Pois bem, retomando ao primeiro encontro! Não existe contacto entre as Consciências Secundárias, aliás, como poderia existir tal coisa? A consciência é imaterial. Reflexos de espelhos, sim! Era aí que íamos! Tal como nós, terráqueos insatisfeitos com a perenidade da existência, numa luta árdua pela satisfação, também as Consciências Secundárias o fazem dentro da sua natureza imaterial. Procuram no falso reflexo (atenção que este processo acontece nas duas consciências secundárias simultaneamente) as imperfeições que as perturbam, e, lentamente, como que numa metamorfose, vão se alterando, e tentando identificar essa alteração no falso reflexo com que se deparam. Este processo de mudança e de expectativa de observação da mudança no outro, é bastante semelhante ao que nós designamos por Relações. O momento alto deste ritual celeste é algo espantoso. Atingido um estado de perfeição - as casualidades das mudanças encontram-se num estado de harmonia - as Consciências Secundárias tocam-se pela primeira vez, e é quando, conscientemente, se reconhecem num Outro que não o Eu.

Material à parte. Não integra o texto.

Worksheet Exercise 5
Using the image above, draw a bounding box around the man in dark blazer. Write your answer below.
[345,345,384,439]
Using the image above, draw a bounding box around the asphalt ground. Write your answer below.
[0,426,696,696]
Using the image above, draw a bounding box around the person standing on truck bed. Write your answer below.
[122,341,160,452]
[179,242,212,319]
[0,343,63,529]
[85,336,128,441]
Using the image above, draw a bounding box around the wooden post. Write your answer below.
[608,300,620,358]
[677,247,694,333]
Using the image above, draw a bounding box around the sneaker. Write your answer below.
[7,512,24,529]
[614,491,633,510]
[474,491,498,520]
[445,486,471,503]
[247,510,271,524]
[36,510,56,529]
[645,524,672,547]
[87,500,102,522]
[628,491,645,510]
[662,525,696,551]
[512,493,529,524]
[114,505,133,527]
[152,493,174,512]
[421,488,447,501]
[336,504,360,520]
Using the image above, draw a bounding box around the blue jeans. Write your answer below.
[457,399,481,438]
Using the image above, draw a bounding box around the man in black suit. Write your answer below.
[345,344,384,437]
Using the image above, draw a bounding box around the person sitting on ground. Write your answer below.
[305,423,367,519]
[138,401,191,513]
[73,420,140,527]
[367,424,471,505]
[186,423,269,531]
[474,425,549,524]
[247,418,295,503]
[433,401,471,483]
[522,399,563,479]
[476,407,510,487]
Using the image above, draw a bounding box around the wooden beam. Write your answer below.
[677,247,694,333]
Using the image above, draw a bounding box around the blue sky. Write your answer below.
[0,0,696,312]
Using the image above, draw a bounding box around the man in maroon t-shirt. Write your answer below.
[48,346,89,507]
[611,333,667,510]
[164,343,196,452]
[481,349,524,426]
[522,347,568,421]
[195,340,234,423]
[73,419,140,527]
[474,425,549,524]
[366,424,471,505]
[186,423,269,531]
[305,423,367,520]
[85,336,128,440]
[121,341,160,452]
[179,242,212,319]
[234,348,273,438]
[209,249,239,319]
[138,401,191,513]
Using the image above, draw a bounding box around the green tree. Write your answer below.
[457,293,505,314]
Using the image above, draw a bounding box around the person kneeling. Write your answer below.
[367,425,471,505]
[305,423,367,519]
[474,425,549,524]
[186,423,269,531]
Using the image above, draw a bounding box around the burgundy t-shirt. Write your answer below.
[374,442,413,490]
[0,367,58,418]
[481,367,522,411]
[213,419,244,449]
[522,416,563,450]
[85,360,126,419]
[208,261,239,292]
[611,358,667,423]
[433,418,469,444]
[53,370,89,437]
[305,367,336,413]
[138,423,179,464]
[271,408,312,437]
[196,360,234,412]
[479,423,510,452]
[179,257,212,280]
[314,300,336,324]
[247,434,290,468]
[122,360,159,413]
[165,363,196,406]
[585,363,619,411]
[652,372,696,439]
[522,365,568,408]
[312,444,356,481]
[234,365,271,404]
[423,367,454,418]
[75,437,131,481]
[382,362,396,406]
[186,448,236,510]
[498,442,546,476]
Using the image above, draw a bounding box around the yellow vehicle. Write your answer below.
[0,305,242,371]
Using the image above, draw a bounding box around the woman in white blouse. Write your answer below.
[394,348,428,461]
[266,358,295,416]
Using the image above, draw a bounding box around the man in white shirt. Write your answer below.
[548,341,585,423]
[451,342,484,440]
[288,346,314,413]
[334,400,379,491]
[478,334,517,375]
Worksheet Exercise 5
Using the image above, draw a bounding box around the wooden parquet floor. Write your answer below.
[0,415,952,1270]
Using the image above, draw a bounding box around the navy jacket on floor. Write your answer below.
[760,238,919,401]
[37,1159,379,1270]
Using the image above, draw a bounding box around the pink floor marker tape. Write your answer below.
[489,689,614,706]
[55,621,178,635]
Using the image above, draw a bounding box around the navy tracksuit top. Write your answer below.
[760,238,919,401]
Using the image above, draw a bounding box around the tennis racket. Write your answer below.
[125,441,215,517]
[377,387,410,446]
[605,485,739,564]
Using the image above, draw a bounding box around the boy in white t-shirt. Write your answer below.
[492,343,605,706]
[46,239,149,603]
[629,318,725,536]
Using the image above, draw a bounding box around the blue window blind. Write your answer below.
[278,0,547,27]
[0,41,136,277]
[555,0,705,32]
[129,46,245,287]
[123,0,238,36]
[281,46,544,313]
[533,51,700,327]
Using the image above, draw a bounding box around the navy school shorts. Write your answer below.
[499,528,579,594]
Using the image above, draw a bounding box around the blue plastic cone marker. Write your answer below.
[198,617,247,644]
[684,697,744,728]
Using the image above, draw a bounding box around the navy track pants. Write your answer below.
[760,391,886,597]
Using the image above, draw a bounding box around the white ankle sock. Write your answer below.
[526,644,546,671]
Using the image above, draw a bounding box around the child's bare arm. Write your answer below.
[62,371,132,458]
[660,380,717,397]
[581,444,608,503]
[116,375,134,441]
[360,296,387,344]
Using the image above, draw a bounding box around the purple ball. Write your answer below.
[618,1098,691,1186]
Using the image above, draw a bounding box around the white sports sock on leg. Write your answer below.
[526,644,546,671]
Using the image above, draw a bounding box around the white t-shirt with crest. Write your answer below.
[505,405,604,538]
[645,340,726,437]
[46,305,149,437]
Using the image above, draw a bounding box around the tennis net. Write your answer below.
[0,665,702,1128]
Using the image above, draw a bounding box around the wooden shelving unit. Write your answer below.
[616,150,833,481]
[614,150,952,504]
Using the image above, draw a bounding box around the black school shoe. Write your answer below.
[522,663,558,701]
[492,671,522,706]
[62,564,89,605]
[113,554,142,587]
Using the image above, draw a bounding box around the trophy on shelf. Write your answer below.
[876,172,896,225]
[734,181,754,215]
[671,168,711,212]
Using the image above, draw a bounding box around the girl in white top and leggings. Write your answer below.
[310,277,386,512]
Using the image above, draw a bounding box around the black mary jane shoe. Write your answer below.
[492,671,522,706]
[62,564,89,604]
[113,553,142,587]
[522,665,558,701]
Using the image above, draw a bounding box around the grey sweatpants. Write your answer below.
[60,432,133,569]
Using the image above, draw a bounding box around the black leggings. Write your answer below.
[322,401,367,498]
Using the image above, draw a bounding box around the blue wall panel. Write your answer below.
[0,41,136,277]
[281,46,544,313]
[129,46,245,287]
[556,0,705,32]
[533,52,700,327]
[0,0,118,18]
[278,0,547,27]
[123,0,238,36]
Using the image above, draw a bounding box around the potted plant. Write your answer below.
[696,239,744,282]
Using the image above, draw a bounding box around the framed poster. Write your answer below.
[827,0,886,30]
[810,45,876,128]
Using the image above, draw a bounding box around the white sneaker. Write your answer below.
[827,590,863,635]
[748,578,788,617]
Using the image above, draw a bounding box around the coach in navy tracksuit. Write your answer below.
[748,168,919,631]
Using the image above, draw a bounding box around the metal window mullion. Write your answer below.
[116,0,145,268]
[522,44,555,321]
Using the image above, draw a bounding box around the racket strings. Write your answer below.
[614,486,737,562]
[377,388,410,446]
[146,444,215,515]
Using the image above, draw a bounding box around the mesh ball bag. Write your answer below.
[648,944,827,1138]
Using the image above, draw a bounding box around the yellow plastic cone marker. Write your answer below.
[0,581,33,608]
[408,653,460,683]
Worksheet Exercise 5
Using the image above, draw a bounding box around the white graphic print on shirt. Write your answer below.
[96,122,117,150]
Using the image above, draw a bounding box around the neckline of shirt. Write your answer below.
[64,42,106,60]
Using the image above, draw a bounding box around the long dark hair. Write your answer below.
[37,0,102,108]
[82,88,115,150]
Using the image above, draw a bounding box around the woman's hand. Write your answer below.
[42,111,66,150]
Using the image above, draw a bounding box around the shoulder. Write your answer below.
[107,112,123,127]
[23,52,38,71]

Unificam-se e assim permanecem. Nesta harmonia regressam à Consciência Primordial libertando pequenas Nuvens de Imperfeições. Estas nuvenzinhas tornar-se-ão Consciências Secundárias e procurarão um semelhante com o qual atingirão a ambicionada perfeição. Conscientemente, reconhecer-se-ão no Outro. O ciclo perpetua-se. Sempre foi e sempre será.